Un giorno, un mercante viaggiatore arrivò, il suo carretto straripante d'oro scintillante. Offrì a Elara una fortuna per la ricetta della torta "Oca d'Oro", che si diceva concedesse ricchezza infinita. Elara esitò. "La mamma ha proibito di vendere quella," sussurrò. "Non vale il prezzo." Bram guardò con desiderio l'oro.

Il mercante premette un'unica moneta d'oro nella mano di Bram.

Elara infornò la torta dell'Oca d'Oro. Mentre la tirava fuori dal forno, una porta dorata e scintillante apparve nella parete della panetteria. Oltre si estendeva una foresta immersa in una luce dorata. "Questo è sbagliato, Elara!" pensò, la paura che la attanagliava. "Ma è solo un'occhiata..."

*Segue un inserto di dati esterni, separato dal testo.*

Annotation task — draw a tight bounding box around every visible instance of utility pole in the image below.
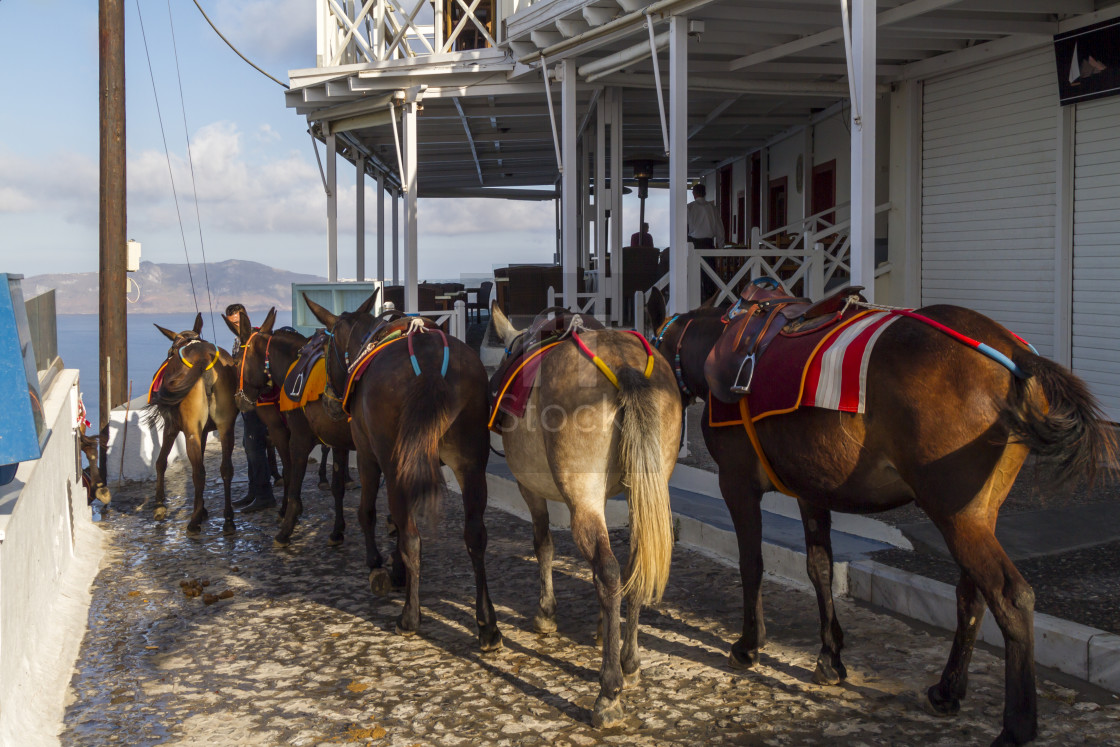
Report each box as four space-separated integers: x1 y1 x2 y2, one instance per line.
97 0 129 475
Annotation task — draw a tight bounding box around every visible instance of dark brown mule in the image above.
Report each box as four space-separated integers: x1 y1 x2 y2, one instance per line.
491 304 681 726
147 314 237 534
651 291 1114 744
304 296 502 651
237 308 354 544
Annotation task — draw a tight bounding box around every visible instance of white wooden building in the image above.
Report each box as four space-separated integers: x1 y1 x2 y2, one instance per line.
286 0 1120 420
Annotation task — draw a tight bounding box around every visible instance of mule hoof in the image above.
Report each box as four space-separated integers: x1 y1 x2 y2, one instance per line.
727 646 758 670
532 613 557 635
813 656 848 684
478 625 502 654
591 695 626 729
925 684 963 716
991 727 1038 747
370 568 393 597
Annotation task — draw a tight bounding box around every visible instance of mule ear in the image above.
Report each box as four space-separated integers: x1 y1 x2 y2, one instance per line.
304 293 338 329
645 288 668 329
222 314 241 337
152 325 178 343
261 306 277 335
354 286 381 314
491 301 521 345
237 311 253 345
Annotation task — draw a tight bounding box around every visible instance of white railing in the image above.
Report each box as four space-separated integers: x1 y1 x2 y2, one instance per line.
680 203 890 306
316 0 501 67
417 300 467 343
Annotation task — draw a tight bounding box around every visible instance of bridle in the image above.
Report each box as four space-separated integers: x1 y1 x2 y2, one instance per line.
234 329 273 407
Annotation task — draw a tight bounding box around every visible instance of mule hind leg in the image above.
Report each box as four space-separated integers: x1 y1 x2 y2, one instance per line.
569 503 626 728
797 501 848 684
455 461 502 651
153 420 179 521
517 483 557 635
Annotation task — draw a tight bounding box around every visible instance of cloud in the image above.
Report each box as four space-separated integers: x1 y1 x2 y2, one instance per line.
418 198 556 236
129 122 327 235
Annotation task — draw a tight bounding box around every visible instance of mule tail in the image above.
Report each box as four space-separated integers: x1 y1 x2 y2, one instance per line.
392 375 454 522
1004 348 1117 487
617 368 673 604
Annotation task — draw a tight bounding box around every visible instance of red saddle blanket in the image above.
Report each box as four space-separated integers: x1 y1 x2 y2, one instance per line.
489 342 560 432
708 310 898 427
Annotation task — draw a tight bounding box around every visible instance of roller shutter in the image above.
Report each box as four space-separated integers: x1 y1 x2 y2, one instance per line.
922 47 1058 355
1073 97 1120 421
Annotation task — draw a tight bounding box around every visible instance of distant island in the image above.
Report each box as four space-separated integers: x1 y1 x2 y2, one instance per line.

Bram, incapace di resistere, si precipitò attraverso la porta. Elara gridò, ma lui era sparito. Poi, udì un grido inquietante. Sopra di lei, dodici cigni selvatici volarono nella foresta dorata, Bram tra loro, ora trasformato. "Bram!" urlò Elara. "Cosa ho fatto?"

Elara si immerse nella foresta dorata. Un forno parlante le offrì del pane. "Torna indietro," gracchiò. "Alcuni sentieri non sono fatti per essere percorsi." Elara rifiutò. "Devo salvare mio fratello." Un melo parlante le offrì della frutta. "Dimenticalo," sussurrò. "Vivi per te stessa." Elara proseguì.

Elara era finalmente giunta a un lago scintillante. Nelle sue profondità, non vide la foresta, ma il proprio volto, più vecchio, indurito dall'avidità. "È questo che voglio essere?" si chiese. Una voce echeggiò: "Il vero viaggio non è verso l'esterno, ma verso l'interno". Una chiave d'argento galleggiò fino alla superficie.

Elara seguì il lago fino a un cancello d'argento. La chiave si adattava perfettamente. Dietro di esso, trovò le oche cigno e un fragile ragazzo dai capelli d'oro. Abbracciò Bram. "Mi dispiace tanto", gridò. "Per poco non ti perdevo per la mia avidità". Lasciò cadere la moneta d'oro che il mercante le aveva dato.

Elara e Bram tornarono alla loro panetteria. La porta dorata svanì, il sapore dell'oro bandito per sempre. "La magia è ancora lì," disse Elara, impastando. "Ma dobbiamo usarla con saggezza." L'oro che avevano inseguito aveva quasi costato loro tutto. Ma l'amore, impararono, era l'ingrediente più prezioso di tutti.